Heavy metals such as lead, cadmium and mercury are among the environmental contaminants in foodstuffs which can pose health risks for consumers depending on their concentrations.
Heavy metals can be present in both the environment and foodstuffs without human intervention, for example they occur naturally. But they can also be caused by human intervention in the environment, for example they have an anthropogenic presence. Heavy metals are used in practically all sectors of industry and have a variety of technical applications. They find their way into the environment or into food for consumption as production waste, through the use of the products concerned as well as their disposal as waste. Many impacts on the environment and on food can have either anthropogenic or natural causes and a clear distinction is not possible.

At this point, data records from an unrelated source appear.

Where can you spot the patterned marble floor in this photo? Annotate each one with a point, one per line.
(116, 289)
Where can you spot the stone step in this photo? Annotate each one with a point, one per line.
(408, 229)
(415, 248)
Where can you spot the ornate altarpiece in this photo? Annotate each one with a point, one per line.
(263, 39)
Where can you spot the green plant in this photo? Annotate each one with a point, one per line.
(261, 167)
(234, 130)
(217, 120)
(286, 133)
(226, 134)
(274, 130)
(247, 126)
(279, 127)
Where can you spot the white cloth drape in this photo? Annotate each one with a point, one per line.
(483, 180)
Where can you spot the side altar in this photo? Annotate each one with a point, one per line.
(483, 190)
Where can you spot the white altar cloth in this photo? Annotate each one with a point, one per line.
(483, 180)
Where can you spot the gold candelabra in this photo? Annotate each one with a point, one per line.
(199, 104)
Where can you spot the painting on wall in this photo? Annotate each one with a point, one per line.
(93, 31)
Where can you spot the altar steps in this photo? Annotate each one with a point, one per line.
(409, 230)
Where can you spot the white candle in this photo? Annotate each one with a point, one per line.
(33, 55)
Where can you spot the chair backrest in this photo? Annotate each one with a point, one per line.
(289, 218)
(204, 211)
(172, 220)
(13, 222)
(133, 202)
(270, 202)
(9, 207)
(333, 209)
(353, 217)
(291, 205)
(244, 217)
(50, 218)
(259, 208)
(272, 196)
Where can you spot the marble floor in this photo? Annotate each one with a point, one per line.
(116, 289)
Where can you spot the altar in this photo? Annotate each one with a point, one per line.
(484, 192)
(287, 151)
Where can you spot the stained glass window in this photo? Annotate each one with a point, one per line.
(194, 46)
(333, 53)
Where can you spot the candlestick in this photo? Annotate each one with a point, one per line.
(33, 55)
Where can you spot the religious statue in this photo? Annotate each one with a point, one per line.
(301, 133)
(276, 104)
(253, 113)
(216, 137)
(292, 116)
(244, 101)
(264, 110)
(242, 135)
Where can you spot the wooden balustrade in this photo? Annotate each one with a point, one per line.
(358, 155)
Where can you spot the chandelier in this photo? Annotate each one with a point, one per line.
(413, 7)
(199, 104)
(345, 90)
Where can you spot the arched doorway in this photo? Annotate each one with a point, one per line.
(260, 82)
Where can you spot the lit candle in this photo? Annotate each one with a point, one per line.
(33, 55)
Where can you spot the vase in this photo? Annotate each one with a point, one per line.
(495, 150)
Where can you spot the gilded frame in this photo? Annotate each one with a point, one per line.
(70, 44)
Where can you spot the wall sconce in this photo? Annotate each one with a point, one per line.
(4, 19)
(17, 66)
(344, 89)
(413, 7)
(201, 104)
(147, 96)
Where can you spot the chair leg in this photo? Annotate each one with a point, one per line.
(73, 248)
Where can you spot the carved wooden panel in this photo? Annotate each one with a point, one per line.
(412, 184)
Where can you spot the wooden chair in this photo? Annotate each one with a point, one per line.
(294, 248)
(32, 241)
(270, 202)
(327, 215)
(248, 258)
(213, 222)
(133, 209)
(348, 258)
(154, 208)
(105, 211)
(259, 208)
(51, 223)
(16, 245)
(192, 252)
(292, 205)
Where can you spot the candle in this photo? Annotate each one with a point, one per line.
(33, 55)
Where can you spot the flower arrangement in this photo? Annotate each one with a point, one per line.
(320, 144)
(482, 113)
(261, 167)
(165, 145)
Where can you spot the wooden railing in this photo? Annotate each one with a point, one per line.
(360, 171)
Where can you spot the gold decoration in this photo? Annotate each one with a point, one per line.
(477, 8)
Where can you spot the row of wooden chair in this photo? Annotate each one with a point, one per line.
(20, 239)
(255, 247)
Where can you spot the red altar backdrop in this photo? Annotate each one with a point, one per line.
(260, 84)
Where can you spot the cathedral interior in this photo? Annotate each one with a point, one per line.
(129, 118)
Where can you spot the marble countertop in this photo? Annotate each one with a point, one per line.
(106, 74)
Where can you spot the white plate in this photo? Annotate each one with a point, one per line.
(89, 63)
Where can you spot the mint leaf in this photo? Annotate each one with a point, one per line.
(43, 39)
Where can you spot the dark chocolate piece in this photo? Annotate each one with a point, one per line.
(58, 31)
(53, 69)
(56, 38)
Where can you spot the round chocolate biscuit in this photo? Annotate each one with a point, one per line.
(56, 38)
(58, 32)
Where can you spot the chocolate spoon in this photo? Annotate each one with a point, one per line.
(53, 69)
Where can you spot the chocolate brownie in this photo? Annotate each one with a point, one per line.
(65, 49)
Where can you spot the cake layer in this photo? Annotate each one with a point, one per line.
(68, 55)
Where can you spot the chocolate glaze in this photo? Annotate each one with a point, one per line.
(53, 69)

This also applies to the content in heavy metals.
For the protection of human health, EU-wide maximum levels for mercury in fish and fisheries products have been in force since 1993, maximum levels for lead and cadmium in various foodstuffs such as cereals, vegetables and fruits, meat and fisheries products since April 2002 and maximum levels for lead, cadmium and mercury in food supplements since July 2009. The EU-wide binding provisions on maximum levels are laid down in Commission Regulation 1881/2006 of 19 December 2006 setting maximum levels for certain contaminants in foodstuffs, including the feeding of infants and small children.
The determination of lead, cadmium and mercury levels in the course of the annual food monitoring revealed that the share of food samples exceeding the maximum levels for the above-mentioned heavy metals was generally low, apart from a few exceptions.